Karakter Pantura, Lebaran Adalah Pesta
oleh: Ayad
Semangat siar Islam yang gencar dilakukan oleh pemerintah Kabupaten Indramayu telah menjadikan perayaan Idul Fitri semakin meriah saja setiap tahunnya, terutama pada malam takbiran. Siar yang mungkin pada mulanya bertujuan menegaskan nuansa keislaman pada wajah masarakat Indramayu, diakui atau tidak, bertalian dengan salah satu visi mewujudkan masarakat Indramayu yang religius ini, pada kenyataannya menunjukkan karakter masarakat pantura yang haus akan hiburan.

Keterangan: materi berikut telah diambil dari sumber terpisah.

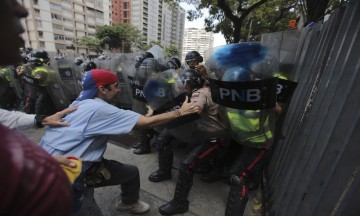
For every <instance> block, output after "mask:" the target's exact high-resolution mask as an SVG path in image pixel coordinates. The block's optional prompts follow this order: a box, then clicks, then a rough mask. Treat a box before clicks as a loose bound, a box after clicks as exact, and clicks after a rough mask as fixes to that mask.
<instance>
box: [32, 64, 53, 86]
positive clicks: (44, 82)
mask: <svg viewBox="0 0 360 216" xmlns="http://www.w3.org/2000/svg"><path fill="white" fill-rule="evenodd" d="M31 76H33V77H34V78H35V79H38V80H39V83H38V85H39V86H46V85H47V84H48V82H49V81H50V80H51V78H50V73H49V69H48V68H46V67H36V68H34V69H33V70H32V71H31Z"/></svg>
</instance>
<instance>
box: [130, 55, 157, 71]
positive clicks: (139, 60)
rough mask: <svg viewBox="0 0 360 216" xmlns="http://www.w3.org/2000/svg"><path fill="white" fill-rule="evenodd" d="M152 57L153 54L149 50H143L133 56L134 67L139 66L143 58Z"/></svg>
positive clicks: (152, 57) (143, 58)
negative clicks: (135, 56)
mask: <svg viewBox="0 0 360 216" xmlns="http://www.w3.org/2000/svg"><path fill="white" fill-rule="evenodd" d="M148 58H154V55H153V54H151V53H150V52H144V53H141V54H140V55H138V56H136V57H135V68H139V67H140V65H141V64H142V62H143V61H144V60H145V59H148Z"/></svg>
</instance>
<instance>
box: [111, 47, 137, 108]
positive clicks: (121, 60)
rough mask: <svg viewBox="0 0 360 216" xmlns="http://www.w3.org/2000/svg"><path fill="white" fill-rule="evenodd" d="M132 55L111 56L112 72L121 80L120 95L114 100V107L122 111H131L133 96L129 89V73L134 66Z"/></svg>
mask: <svg viewBox="0 0 360 216" xmlns="http://www.w3.org/2000/svg"><path fill="white" fill-rule="evenodd" d="M132 56H133V55H132V54H124V53H118V54H115V55H112V56H111V61H110V66H111V68H110V69H111V71H113V72H115V73H116V75H117V77H118V78H119V89H120V92H119V94H118V95H117V96H116V97H115V98H114V105H115V106H117V107H119V108H121V109H131V107H132V101H131V99H132V98H131V94H130V91H129V88H128V86H129V85H128V78H127V76H128V71H129V69H130V67H131V65H132Z"/></svg>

Dimulai dari pusatnya yaitu pendopo Indramayu, setiap malam lebaran, seperti juga pada malam takbiran tahun 2017 ini, Sabtu malam 24 Juni 2017, digelar pertunjukan musik dan tari, bahkan kembang api menghiasi langit di atas halaman pendopo dan alun-alun kota. Perhelatan itu menandai dimulainya pawai takbir yang melibatkan seribu orang. Pawai itu pun lebih mirip karnaval. Jadilah malam takbiran di halaman pendopo seolah sebagai penanda dimulainya pesta lebaran tiba.
Ruh pesta atau suka cita merayakan lebaran, seperti juga pada malam-malam ramadan, ditunjukkan oleh banyak warga Indramayu melalui Obrog. Hiburan khas pantura sebagaimana dengan musik dangdut organ tunggal atau dangdut tarling pantura yang telah menjadi penanda budaya, obrog yang merupakan pertunjukan hiburan rakyat dengan bermacam tampilannya menghiasi ‘musim’ lebaran di hampir setiap kampung di Indramayu.

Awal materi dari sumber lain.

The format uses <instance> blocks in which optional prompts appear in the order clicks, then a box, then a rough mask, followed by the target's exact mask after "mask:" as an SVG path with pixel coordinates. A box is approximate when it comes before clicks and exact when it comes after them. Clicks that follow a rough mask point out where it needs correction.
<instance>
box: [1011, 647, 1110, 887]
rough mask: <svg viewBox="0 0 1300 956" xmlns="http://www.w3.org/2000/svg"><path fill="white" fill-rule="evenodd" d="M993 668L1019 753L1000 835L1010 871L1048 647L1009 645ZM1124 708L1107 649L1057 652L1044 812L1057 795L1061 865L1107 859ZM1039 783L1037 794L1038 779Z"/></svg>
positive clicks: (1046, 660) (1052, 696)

Mulai dari organ tunggal yang diarak menggunakan odong-odong keliling kampung sampai penampilan karakter antagonis sandiwara seperti buta atau raksasa, telah menjadi semacam tradisi bagi masarakat Indramayu dalam merayakan lebaran. Tentu saja ditingkahi bunyi petasan di sana-sini. Nuansa perayaan tersebut berlangsung sejak malam lebaran hingga beberapa hari sesudah Idul Fitri 1 Sawal Hijriyah. ‘Tradisi’ ini bahkan dengan semangat siar yang ditunjukkan pemkab Indramayu menjadi gayung bersambut.
Di beberapa desa dan kecamatan, dimotori oleh kepala desa (kuwu) dan camat, seperti di Desa Krasak Kecamatan Jatibarang dan suatu perhelatan pada tingkat Kecamatan Anjatan, semangat pesta lebaran itu tumpah dalam karnaval yang ditonton dan dinikmati ribuan orang.
Di Desa Krasak, beragam replika dan lampion berbentuk aneka kreasi dari warga, tak ketinggalan kelompok-kelompok pemuda yang ber-joget diiringi musik dangdut pantura menyemarakan ‘tradisi’ sawalan pada malam hari ketiga lebaran. Demikian pula di Anjatan. bermacam replika hewan semisal kalajengking, gajah, kuda, bahkan tengkorak dan genderuwo dengan ukuran cukup besar menjadi bagian yang paling dinikmati oleh masarakat setempat dalam acara yang diberi tajuk Festival Takbir Keliling.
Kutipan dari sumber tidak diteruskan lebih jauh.